Indeed, the JLL New York office is performing about 10 percent better than they were before the pandemic. They won Wells Fargo as a client. (Not that Riguardi will confirm that.) They upped their transaction management business to 26 accounts. They got industry veteran Pat Murphy to head up New York brokerage and Kevin Kelly to lead their data efforts as a vice chair, having come over from Cushman & Wakefield.
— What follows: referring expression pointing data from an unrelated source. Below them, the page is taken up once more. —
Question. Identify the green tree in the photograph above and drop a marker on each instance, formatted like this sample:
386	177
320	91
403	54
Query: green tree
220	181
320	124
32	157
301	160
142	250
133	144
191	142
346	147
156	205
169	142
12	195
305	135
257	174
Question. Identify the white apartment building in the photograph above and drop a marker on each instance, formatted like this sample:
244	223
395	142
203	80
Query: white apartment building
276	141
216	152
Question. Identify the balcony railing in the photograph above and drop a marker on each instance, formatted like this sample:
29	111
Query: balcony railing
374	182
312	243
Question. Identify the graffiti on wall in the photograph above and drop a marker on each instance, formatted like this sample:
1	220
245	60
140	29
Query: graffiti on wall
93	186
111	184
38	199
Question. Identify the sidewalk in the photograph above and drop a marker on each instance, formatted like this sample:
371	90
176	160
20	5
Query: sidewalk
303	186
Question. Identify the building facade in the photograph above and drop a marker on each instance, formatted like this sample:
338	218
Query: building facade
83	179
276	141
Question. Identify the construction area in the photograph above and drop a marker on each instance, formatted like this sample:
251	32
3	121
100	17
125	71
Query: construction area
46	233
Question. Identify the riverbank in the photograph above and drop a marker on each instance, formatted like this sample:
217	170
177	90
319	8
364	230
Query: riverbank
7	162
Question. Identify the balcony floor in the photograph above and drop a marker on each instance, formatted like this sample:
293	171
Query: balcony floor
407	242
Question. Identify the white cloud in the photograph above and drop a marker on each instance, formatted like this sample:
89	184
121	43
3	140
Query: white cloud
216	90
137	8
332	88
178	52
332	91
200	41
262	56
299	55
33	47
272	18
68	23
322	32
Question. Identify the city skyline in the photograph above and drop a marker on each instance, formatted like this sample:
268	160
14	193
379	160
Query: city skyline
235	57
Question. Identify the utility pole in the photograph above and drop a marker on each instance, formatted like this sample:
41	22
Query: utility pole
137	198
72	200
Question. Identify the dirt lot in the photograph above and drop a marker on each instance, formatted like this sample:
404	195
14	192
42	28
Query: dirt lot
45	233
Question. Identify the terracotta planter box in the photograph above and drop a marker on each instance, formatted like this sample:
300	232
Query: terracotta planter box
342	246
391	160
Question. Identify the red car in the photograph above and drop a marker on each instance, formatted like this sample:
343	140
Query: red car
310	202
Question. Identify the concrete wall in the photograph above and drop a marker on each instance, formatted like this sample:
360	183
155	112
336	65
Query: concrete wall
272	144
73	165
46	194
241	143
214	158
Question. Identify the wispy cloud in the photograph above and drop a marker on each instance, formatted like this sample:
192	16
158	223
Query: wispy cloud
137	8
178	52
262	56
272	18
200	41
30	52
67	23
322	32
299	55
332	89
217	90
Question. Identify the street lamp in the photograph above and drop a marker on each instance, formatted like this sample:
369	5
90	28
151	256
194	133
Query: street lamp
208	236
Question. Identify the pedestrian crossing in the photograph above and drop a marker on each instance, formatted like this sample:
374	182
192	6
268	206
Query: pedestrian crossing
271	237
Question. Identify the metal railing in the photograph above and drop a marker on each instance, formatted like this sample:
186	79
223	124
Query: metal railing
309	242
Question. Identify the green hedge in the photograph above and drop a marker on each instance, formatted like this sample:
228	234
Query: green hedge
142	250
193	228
They integrated the Raise AI platform into their day-to-day operations.
As for the bread-and-butter deals in the past 12-plus months, Commercial Observer reported JLL’s name on the 342,484-square-foot renewal for the Office of the New York State Attorney General at 28 Liberty Street; it’s also on Stripe, the fintech firm that took 285,997 square feet at the same address; it’s on longtime JLL client BlackRock’s 193,573-square-foot grab at 50 Hudson Yards (which brought the firm’s footprint up to a whopping 1.2 million square feet); and it’s on a 60,000-square-foot WeWork grab at 250 Broadway.
But the biggest deal JLL was involved in would have to be Deloitte’s spring 2025 one to take 780,000 square feet in Hudson Yards.
And last month CO broke the news that one of the biggest players in AI, Anthropic, was taking 465,630 square feet at 330 Hudson Street — another JLL deal.
“It was our best year that we’ve ever kept score, exceeding the couple of years before COVID,” Riguardi said.